Relationships were somewhat strained in the Vane household during the
next few weeks, the two elder members being banded together in an
unusual partnership to bring about the confusion of the younger.
"I can't understand what you are making such a fuss about. You'll have
to give in, in the end. You a poet, indeed! What next? If you would
come down to breakfast in time, and give over burning the gas till one
o'clock in the morning, it would be more to the point than writing silly
verses.
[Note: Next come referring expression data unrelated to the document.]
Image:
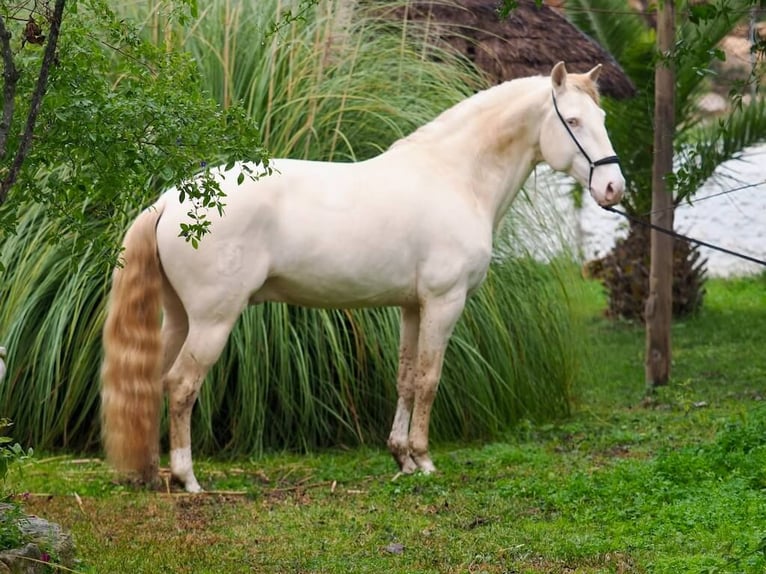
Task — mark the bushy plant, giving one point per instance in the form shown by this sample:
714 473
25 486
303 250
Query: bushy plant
327 85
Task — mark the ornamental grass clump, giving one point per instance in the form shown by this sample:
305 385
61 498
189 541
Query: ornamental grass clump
330 85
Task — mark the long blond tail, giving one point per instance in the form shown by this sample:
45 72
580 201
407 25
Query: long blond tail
131 387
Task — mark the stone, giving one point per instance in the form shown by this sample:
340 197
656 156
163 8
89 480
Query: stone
43 541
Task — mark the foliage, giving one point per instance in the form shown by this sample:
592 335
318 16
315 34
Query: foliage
624 271
671 486
294 378
11 453
289 377
121 119
700 145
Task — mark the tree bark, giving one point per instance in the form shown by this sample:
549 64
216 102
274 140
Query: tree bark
659 304
10 79
37 99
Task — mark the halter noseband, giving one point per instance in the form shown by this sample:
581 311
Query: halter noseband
593 164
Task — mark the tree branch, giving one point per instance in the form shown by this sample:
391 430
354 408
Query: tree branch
37 100
10 79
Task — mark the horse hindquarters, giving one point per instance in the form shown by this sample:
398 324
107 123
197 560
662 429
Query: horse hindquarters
131 393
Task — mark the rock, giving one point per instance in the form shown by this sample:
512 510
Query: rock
43 541
26 560
49 535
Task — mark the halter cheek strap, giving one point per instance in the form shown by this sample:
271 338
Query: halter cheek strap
593 164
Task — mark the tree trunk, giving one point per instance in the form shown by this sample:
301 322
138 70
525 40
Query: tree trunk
659 304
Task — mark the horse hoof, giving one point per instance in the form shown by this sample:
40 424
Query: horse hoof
425 464
408 466
193 487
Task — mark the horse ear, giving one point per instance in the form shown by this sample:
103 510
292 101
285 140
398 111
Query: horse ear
594 73
559 76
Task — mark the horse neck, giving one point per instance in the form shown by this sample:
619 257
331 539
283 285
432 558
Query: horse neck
492 140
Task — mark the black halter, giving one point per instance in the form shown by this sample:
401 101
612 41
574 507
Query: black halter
593 164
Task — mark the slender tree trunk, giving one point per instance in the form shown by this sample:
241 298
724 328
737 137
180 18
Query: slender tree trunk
9 178
659 304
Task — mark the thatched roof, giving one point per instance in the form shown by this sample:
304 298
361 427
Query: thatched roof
529 42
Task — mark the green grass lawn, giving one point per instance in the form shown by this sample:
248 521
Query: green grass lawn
672 483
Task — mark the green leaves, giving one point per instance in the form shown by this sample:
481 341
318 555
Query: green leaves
122 119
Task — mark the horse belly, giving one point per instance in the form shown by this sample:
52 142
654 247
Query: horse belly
343 282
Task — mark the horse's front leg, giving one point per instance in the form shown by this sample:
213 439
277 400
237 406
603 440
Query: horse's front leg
398 440
437 320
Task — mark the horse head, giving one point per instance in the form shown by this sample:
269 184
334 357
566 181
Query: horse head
573 138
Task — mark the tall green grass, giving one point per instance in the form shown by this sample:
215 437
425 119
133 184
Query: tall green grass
332 85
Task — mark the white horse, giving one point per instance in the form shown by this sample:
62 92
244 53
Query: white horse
411 227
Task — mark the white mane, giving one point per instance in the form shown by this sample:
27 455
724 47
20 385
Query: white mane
498 97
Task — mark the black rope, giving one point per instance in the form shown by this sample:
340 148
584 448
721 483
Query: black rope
684 237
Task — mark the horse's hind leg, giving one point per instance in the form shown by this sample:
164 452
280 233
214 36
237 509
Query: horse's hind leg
199 352
175 328
398 441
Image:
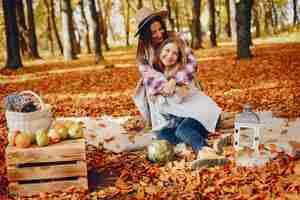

I'd be ashamed to waste my time scribbling nonsense all day
long!" So cried Agnes, in Martha-like irritation, and Ronald turned his
eyes upon her with that deep, dreamy gaze which only added fuel to the
flame.
He was not angry with Agnes, who, as she herself truly said, "did not
understand." Out of the storm of her anger an inspiration had fluttered
towards him, like a crystal out of the surf. "The Worker and the
Dreamer"--he would make a poem out of that idea! Already the wonderful
inner vision pictured the scene--the poet sitting idle on the hillside,
the man of toil labouring in the heat and glare of the fields, casting
glances of scorn and impatience at the inert form. The lines began to
take shape in his brain.
"...And the worker worked from the misty dawn,
Till the east was golden and red;
But the dreamer's dream which he thought to scorn,
Lived on when they both were dead..."
"I asked him three times over if he would have another cup of coffee,
and he stared at me as if he were daft! I believe he is half daft at
times, and he will grow worse and worse, if Margot encourages him like
this!" Agnes announced to her father, on his weary return from City.